第203章 曾经(2/2)
杰米迟缓地眨了下眼,目光在西弗勒斯脸上聚焦。他看到的不再是纯粹的冰冷或怒意,而是一种更复杂的东西——熟悉的掌控感之下,掩着一丝几乎难以辨识的……谨慎?或者说,是一种基于过往教训的、修正后的处理方式。
他木然地点了点头,喉咙干涩,发不出声音。但斯内普扶着他手臂的力道引导着他,转向卧室的方向。走了两步,杰米才感觉到自己双腿依旧虚软,但他没有停,依循着那点支撑和指令,缓慢地挪动脚步。
斯内普站在原地,看着他的背影,直到卧室的门关上。他这才转身,走向自己的私人储藏室,步伐依旧迅捷,黑袍翻滚。他需要几种特定的缓和剂原料,还有强效的宁神药水基底——不是为了强制镇静,而是为了确保杰米在接下来的时间里,不会因为情绪剧烈波动而再次引发魔力不稳,或者……重演旧日的恐惧。
他的动作精准而快速,但眉头始终紧锁。黑湖边那瞬间的崩溃,再次尖锐地提醒他,有些伤痕并不会因为时间流逝或表面愈合而真正消失。它们潜伏着,等待着某个不经意的瞬间反扑。而他,在给予庇护的同时,也必须更加小心,避免自己任何无意的举动,成为触发新一轮恐惧的扳机。

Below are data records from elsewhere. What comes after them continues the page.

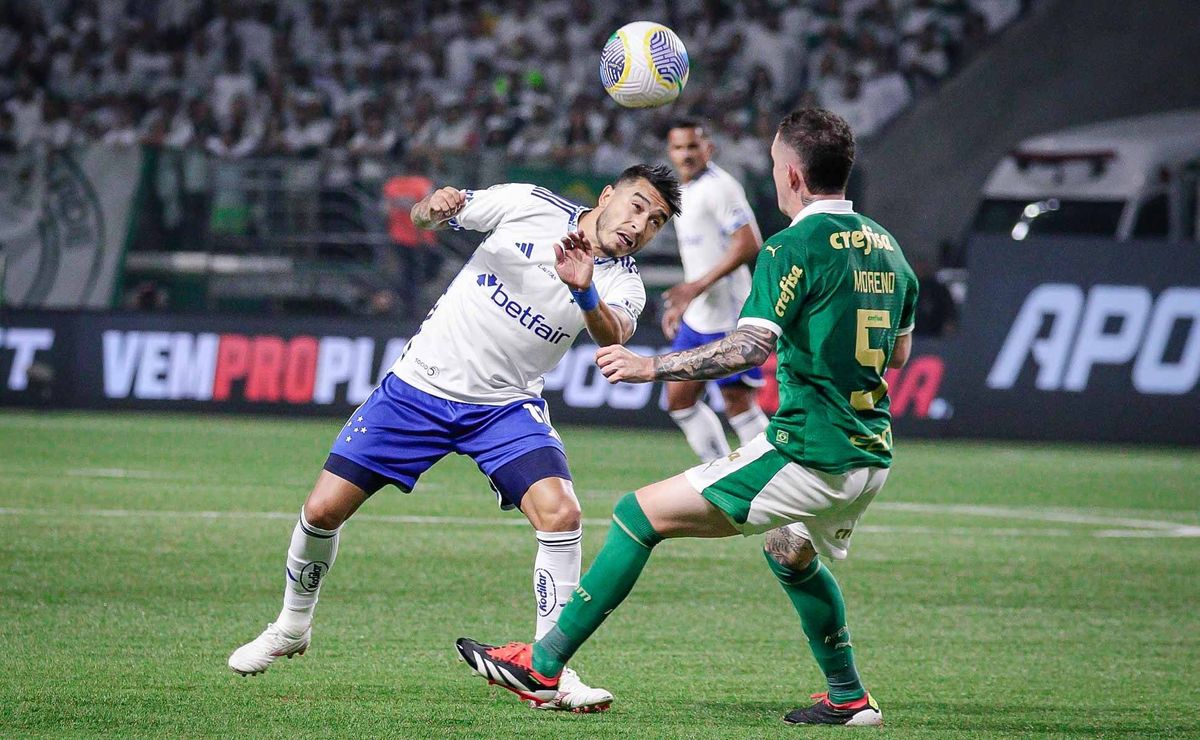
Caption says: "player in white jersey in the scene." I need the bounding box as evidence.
[229,166,679,711]
[662,119,767,462]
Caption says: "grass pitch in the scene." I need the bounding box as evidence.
[0,411,1200,738]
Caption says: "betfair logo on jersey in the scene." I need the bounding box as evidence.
[829,223,895,255]
[775,265,804,318]
[475,272,571,344]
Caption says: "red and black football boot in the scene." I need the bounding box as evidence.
[784,693,883,727]
[455,637,558,704]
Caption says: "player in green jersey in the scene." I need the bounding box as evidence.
[457,109,917,726]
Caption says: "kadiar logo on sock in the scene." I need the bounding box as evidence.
[533,567,558,616]
[300,560,329,591]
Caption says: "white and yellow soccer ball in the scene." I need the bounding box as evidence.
[600,20,689,108]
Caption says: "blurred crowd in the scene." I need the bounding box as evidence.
[0,0,1028,185]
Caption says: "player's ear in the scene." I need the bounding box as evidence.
[787,164,804,193]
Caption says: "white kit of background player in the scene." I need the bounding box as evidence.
[229,166,679,711]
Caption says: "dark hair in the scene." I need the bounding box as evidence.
[779,108,854,194]
[612,164,683,218]
[662,118,708,139]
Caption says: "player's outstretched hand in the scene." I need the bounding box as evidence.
[596,344,654,383]
[430,186,467,223]
[554,231,595,290]
[662,306,683,341]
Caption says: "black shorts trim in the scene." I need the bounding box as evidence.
[487,447,572,509]
[325,452,413,495]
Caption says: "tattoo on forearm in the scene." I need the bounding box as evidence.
[654,326,775,380]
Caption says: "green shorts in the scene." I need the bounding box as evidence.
[684,434,888,560]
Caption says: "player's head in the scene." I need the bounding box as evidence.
[596,164,680,257]
[770,108,854,216]
[667,119,713,182]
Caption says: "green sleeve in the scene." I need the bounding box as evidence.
[896,276,920,335]
[738,235,809,335]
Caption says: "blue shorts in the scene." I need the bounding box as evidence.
[325,373,571,509]
[671,321,762,387]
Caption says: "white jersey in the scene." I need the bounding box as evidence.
[676,163,761,333]
[391,185,646,405]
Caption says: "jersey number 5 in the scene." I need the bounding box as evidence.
[850,308,892,411]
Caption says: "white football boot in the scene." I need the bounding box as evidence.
[229,624,312,675]
[529,668,612,715]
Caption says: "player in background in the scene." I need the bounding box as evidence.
[457,109,917,726]
[662,119,767,463]
[229,166,679,711]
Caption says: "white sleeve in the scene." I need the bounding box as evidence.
[712,179,758,236]
[449,184,533,231]
[600,260,646,326]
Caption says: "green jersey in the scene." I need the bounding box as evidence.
[738,200,917,474]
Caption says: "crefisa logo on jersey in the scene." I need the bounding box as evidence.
[475,272,571,344]
[533,567,558,616]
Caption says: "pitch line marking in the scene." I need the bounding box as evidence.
[0,504,1200,539]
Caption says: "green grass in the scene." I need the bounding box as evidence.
[0,411,1200,738]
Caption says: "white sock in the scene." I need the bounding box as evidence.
[275,509,338,637]
[533,529,583,640]
[730,403,769,445]
[671,401,730,463]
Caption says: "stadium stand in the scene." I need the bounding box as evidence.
[0,0,1028,311]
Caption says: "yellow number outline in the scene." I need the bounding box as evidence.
[850,308,892,411]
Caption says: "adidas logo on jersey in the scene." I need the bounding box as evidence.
[475,272,570,344]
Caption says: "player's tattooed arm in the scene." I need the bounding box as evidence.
[409,187,467,231]
[654,326,775,380]
[596,326,775,383]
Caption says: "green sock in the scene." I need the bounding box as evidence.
[763,553,866,704]
[533,493,662,676]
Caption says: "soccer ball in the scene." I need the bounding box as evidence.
[600,20,688,108]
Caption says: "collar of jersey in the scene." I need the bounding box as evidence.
[792,200,854,227]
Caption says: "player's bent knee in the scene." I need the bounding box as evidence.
[762,527,817,571]
[534,495,583,531]
[521,477,583,531]
[304,471,367,529]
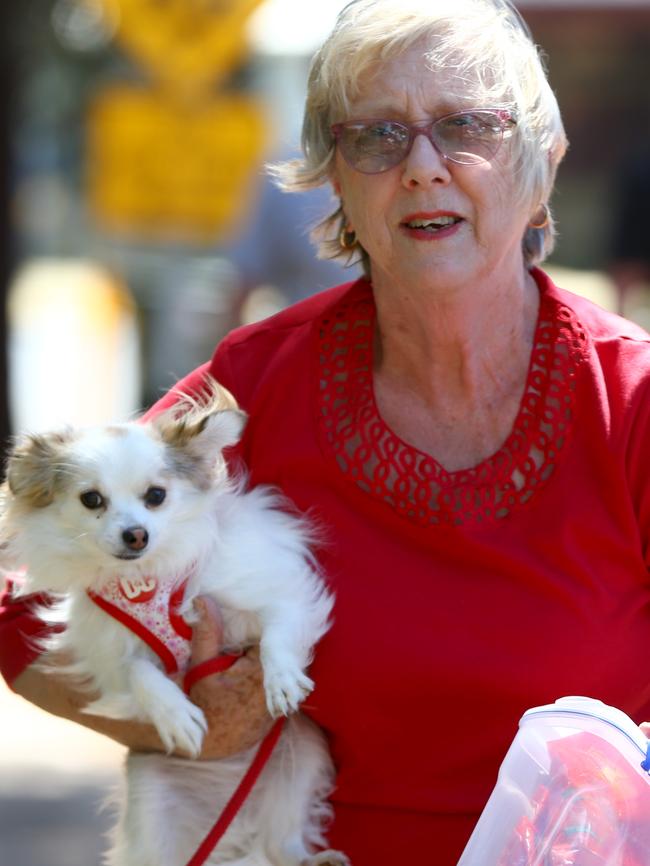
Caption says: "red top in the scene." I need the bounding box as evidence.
[0,271,650,866]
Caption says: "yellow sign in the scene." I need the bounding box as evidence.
[103,0,262,90]
[87,86,265,244]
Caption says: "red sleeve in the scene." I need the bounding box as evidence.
[0,581,57,686]
[0,364,210,685]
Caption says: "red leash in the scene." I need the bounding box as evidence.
[183,655,284,866]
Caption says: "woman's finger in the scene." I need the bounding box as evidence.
[191,596,223,666]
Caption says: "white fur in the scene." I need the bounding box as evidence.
[0,406,347,866]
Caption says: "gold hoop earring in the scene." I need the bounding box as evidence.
[528,202,551,229]
[339,226,357,250]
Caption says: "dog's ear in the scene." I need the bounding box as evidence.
[7,430,73,508]
[153,409,246,457]
[152,377,247,457]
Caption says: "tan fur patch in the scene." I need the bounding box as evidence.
[153,376,239,448]
[7,430,75,508]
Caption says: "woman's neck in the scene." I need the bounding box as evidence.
[374,268,539,405]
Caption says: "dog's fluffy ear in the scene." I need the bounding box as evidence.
[152,377,246,457]
[153,409,246,456]
[7,430,73,508]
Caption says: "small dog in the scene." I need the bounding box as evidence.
[0,383,348,866]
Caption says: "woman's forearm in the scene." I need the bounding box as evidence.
[12,606,272,759]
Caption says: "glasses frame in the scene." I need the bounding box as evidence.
[330,108,517,174]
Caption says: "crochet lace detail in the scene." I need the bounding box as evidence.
[315,282,587,526]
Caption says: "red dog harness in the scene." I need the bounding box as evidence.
[87,566,284,866]
[88,568,193,674]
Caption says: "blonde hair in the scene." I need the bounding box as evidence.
[269,0,567,272]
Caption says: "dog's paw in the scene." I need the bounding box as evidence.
[264,665,314,717]
[300,849,351,866]
[150,699,208,758]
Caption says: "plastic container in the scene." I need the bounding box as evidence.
[458,697,650,866]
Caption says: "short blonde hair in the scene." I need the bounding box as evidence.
[269,0,567,272]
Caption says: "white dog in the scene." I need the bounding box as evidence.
[0,384,347,866]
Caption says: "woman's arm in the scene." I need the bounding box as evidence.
[12,599,272,759]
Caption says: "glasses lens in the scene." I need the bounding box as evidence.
[431,111,505,165]
[338,120,409,174]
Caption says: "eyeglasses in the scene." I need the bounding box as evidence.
[331,108,517,174]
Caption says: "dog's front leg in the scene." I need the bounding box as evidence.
[84,658,207,757]
[260,600,314,716]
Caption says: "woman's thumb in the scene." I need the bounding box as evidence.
[192,596,223,665]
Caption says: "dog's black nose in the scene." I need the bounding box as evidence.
[122,526,149,550]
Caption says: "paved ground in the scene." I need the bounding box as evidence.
[0,680,123,866]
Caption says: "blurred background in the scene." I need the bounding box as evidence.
[0,0,650,866]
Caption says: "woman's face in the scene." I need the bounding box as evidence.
[331,46,529,292]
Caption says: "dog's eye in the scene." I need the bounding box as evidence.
[79,490,104,509]
[144,487,167,508]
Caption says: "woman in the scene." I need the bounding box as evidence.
[4,0,650,866]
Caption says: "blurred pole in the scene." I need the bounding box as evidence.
[0,3,11,457]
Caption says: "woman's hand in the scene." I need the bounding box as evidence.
[180,598,273,758]
[12,599,272,758]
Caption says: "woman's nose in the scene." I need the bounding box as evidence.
[402,132,451,189]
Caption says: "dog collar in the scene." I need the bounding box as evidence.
[87,566,195,674]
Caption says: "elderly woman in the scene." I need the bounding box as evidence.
[2,0,650,866]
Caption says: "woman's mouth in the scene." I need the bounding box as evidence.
[401,213,463,238]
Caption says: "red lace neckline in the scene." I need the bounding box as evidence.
[314,280,587,526]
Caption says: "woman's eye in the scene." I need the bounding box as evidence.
[79,490,104,510]
[144,487,167,508]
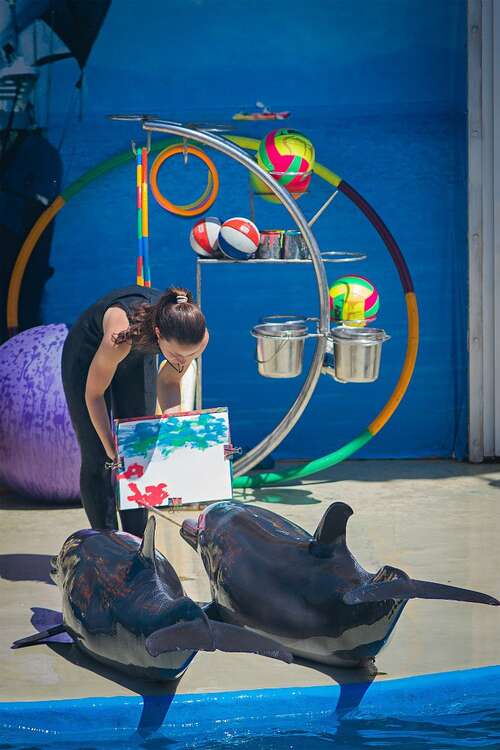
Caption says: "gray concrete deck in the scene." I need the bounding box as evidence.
[0,461,500,701]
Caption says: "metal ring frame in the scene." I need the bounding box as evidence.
[142,120,330,477]
[7,122,419,488]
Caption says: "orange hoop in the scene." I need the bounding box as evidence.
[149,144,219,216]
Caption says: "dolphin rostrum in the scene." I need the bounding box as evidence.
[180,501,500,666]
[13,516,292,680]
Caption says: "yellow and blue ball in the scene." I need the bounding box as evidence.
[330,276,380,326]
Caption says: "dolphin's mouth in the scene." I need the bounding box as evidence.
[180,518,198,550]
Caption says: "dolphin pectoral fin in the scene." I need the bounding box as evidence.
[11,625,67,648]
[343,578,500,606]
[146,619,215,656]
[210,621,293,664]
[138,516,156,568]
[179,518,198,552]
[146,619,293,663]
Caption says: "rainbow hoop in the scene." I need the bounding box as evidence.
[7,136,419,488]
[149,144,219,216]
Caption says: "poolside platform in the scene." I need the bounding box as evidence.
[0,460,500,701]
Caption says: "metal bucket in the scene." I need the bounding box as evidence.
[283,229,309,260]
[256,229,283,259]
[330,326,390,383]
[251,315,308,378]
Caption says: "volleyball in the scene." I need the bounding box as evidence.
[189,216,221,258]
[330,276,380,326]
[251,128,314,203]
[218,216,260,260]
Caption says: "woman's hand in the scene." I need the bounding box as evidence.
[162,404,182,417]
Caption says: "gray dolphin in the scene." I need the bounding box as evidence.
[13,517,292,680]
[180,501,500,666]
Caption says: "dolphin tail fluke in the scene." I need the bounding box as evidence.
[146,619,292,663]
[210,622,293,664]
[343,578,500,607]
[11,625,66,648]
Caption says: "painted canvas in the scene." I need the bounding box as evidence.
[115,407,232,510]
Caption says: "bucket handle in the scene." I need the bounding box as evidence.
[255,336,297,365]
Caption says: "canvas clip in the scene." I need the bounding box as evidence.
[224,443,243,461]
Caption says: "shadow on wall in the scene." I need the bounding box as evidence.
[235,459,500,488]
[0,554,54,586]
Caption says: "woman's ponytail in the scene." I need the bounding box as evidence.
[114,287,206,351]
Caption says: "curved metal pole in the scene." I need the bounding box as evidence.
[142,119,330,477]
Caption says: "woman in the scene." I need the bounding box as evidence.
[62,286,208,536]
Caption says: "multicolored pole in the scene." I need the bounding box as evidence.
[141,148,151,287]
[136,148,144,286]
[136,148,151,287]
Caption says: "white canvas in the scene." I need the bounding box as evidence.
[115,408,232,510]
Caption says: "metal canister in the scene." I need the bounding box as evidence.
[255,229,283,259]
[282,229,309,260]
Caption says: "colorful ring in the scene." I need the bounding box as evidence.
[7,135,419,488]
[149,144,219,216]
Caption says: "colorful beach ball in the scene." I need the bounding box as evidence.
[189,216,221,258]
[330,276,380,326]
[218,216,260,260]
[251,128,314,203]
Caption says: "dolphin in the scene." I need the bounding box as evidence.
[180,501,500,667]
[12,516,292,681]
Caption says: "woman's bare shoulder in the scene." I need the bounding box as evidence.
[102,307,130,349]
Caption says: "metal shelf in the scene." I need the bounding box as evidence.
[192,250,367,409]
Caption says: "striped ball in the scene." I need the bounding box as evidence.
[330,276,380,326]
[251,128,314,203]
[218,216,260,260]
[189,216,221,258]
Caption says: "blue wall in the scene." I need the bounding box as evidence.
[43,0,467,457]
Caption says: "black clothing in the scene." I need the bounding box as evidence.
[62,285,162,536]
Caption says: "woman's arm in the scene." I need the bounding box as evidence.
[85,307,131,460]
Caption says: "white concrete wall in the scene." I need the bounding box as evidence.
[468,0,500,462]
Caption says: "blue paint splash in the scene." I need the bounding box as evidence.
[120,414,229,458]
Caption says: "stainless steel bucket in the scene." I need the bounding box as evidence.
[252,316,308,378]
[330,326,390,383]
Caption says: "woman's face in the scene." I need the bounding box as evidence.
[155,328,209,366]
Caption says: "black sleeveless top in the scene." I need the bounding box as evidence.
[63,284,163,370]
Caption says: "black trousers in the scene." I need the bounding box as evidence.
[62,338,156,537]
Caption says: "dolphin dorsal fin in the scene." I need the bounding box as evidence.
[138,516,156,567]
[314,503,354,545]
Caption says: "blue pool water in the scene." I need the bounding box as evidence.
[0,667,500,750]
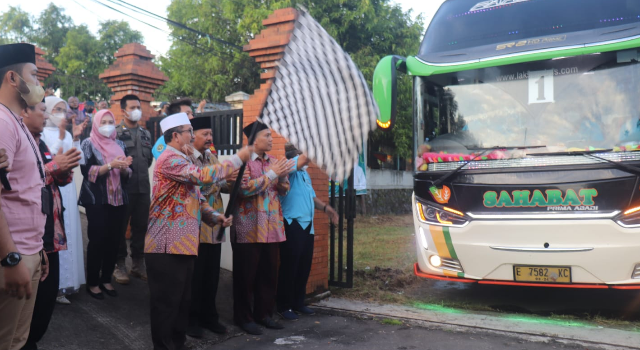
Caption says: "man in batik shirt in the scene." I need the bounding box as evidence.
[144,113,251,349]
[231,122,294,335]
[20,102,83,349]
[187,117,237,338]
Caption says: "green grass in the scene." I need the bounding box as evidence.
[380,318,403,326]
[331,215,640,332]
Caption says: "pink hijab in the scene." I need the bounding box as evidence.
[89,109,125,188]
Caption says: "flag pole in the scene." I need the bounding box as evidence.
[216,119,258,242]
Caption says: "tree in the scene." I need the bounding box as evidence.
[98,20,143,68]
[0,6,33,45]
[160,0,423,158]
[55,24,104,78]
[34,3,74,64]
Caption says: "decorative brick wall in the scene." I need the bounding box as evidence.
[243,8,329,294]
[100,43,169,126]
[36,46,56,84]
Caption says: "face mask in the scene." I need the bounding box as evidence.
[49,113,66,126]
[125,109,142,122]
[98,125,116,137]
[16,75,44,107]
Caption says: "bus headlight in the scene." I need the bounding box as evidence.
[418,227,429,249]
[416,202,469,227]
[614,207,640,227]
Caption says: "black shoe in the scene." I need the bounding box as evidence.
[293,306,316,316]
[87,285,104,300]
[240,322,262,335]
[202,322,227,334]
[258,317,284,329]
[187,326,204,338]
[100,284,118,297]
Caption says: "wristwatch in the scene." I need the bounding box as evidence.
[0,252,22,267]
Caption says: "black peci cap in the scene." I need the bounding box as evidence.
[242,121,269,145]
[0,43,36,69]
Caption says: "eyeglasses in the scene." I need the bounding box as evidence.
[178,129,194,136]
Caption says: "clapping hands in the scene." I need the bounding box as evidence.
[271,158,295,177]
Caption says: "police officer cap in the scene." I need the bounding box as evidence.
[0,43,36,69]
[191,117,211,131]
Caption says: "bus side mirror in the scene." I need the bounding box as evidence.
[373,56,407,130]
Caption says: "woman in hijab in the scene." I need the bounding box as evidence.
[79,109,132,299]
[42,96,86,304]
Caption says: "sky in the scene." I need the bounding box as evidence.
[0,0,444,56]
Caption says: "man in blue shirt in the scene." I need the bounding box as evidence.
[276,143,338,321]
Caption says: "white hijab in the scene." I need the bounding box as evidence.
[44,96,69,129]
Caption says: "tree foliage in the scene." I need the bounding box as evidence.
[0,3,143,99]
[33,3,74,62]
[160,0,423,157]
[0,6,33,45]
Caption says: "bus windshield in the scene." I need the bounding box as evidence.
[414,49,640,171]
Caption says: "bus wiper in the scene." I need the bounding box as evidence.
[583,152,640,175]
[467,145,547,151]
[429,146,547,194]
[529,149,640,175]
[527,149,613,159]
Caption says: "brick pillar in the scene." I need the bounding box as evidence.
[243,8,329,294]
[36,46,56,84]
[100,43,169,126]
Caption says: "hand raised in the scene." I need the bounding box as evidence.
[271,158,294,177]
[218,215,233,227]
[58,119,68,140]
[73,119,89,139]
[53,147,82,172]
[224,169,240,182]
[0,148,11,171]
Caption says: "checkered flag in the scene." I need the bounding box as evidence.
[261,10,379,181]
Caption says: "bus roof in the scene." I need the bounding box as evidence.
[417,0,640,65]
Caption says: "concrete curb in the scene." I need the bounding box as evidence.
[314,298,640,349]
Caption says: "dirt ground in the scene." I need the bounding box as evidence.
[331,215,640,331]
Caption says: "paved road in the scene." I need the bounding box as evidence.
[33,217,624,350]
[39,270,598,350]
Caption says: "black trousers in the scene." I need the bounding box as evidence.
[231,243,280,325]
[144,254,196,350]
[189,243,222,326]
[85,204,126,287]
[277,220,314,311]
[22,252,60,350]
[118,193,151,260]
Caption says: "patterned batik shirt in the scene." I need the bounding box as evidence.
[36,138,73,253]
[144,146,242,255]
[231,153,289,243]
[192,150,229,244]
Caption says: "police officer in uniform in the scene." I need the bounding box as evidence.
[113,95,153,284]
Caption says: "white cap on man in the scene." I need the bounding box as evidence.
[160,113,191,133]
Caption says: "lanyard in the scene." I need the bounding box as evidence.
[0,103,46,186]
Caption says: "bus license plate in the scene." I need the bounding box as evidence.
[513,265,571,283]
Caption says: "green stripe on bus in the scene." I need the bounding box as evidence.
[442,226,458,260]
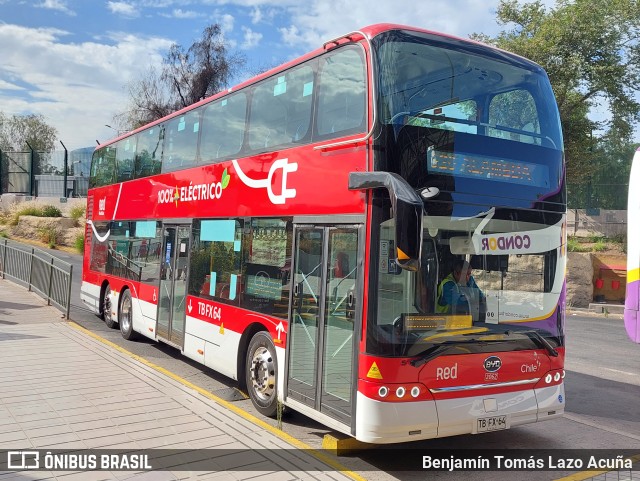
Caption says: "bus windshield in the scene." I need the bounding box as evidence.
[369,210,564,356]
[374,31,564,207]
[367,30,566,357]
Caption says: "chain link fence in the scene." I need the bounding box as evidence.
[567,183,629,211]
[0,148,93,197]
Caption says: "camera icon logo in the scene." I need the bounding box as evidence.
[7,451,40,469]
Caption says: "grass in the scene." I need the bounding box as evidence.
[567,234,627,253]
[73,234,84,254]
[69,204,87,225]
[567,237,591,252]
[38,227,59,249]
[4,202,62,226]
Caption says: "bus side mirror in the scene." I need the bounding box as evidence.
[349,172,423,271]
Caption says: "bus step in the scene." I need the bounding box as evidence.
[212,387,249,402]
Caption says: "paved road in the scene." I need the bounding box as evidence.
[5,238,640,481]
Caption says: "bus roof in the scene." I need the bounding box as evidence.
[96,23,540,149]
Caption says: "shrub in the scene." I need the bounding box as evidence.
[593,241,607,252]
[38,227,58,249]
[69,204,87,225]
[9,203,42,225]
[40,205,62,217]
[74,234,84,254]
[567,237,589,252]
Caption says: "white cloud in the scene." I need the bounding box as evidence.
[35,0,76,17]
[0,24,172,149]
[107,2,140,18]
[251,7,262,25]
[280,0,498,49]
[0,79,24,91]
[216,13,236,33]
[166,8,203,19]
[240,27,262,50]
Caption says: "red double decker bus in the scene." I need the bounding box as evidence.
[82,24,566,443]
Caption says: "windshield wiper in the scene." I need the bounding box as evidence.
[505,329,558,357]
[409,338,482,367]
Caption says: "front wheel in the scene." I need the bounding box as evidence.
[246,331,278,417]
[102,284,118,329]
[118,289,136,341]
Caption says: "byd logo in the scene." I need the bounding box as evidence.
[232,159,298,204]
[484,356,502,372]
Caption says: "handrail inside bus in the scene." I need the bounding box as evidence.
[313,30,378,150]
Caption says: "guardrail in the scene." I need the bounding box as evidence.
[0,239,73,319]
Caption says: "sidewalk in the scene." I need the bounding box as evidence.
[0,279,361,481]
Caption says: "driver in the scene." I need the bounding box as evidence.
[436,259,484,314]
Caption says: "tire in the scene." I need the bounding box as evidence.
[102,284,118,329]
[245,331,278,418]
[118,289,137,341]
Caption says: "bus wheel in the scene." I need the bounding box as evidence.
[118,289,136,341]
[246,331,278,417]
[102,284,118,329]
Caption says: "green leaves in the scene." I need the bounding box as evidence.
[474,0,640,183]
[220,169,231,189]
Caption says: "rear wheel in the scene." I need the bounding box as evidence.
[102,284,118,329]
[246,331,278,417]
[118,289,136,341]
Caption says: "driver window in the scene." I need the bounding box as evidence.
[487,90,541,145]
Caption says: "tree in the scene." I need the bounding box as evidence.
[116,24,245,129]
[0,112,58,152]
[472,0,640,182]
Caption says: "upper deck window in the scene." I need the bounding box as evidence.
[162,109,201,172]
[249,65,314,151]
[318,47,367,136]
[373,30,566,206]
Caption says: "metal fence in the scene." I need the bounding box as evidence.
[0,239,73,319]
[567,183,629,209]
[0,148,93,197]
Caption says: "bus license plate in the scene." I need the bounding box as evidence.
[477,416,509,433]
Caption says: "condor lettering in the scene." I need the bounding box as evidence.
[482,234,531,251]
[158,182,223,204]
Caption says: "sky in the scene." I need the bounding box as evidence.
[0,0,552,150]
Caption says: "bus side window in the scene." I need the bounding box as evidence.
[134,127,164,179]
[248,65,314,151]
[200,92,247,162]
[89,145,116,187]
[116,137,136,182]
[162,109,202,172]
[317,47,366,137]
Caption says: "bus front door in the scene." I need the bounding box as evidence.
[287,226,360,425]
[157,225,191,349]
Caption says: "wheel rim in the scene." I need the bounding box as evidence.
[118,294,131,332]
[251,347,276,402]
[102,286,111,322]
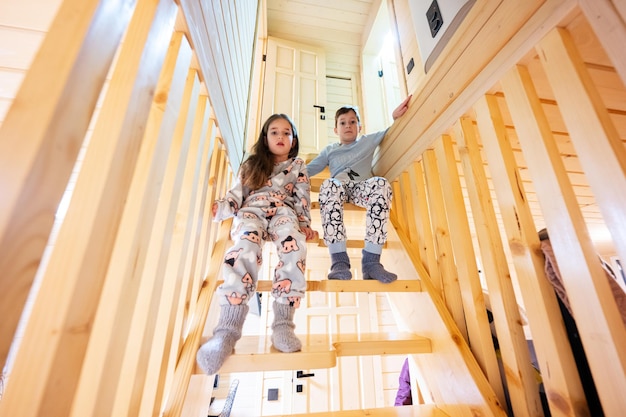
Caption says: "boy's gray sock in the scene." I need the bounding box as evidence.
[272,300,302,352]
[196,304,249,375]
[328,252,352,280]
[361,250,398,284]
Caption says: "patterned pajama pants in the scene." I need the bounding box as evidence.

那个卡尔文·霍布斯被释放的消息,加上今天的意外,像两重阴影叠加在一起。斯内普调配药水的手稳定如常,但眼底的寒意却愈发深沉。他必须确保,无论是现实的威胁,还是记忆中的鬼魂,都不会再有第二次机会,这样轻易地击垮杰米。
当杰米穿着干净柔软的衣物,头发还带着湿气,脸色依旧苍白但眼神恢复了些许清明,慢慢走进书房时,斯内普已经将一杯温度刚好的、散发着淡淡薄荷与月见草清香的药水推到了书桌对面。
“喝了。”他言简意赅,目光在杰米脸上审视片刻,确认没有新的泪痕或恐慌迹象,才略微移开,“今晚的论文批改,你在这里完成。”
不是询问,是安排。一个将人留在自己可控范围内、给予事务性填充、同时保持无声陪伴的安排。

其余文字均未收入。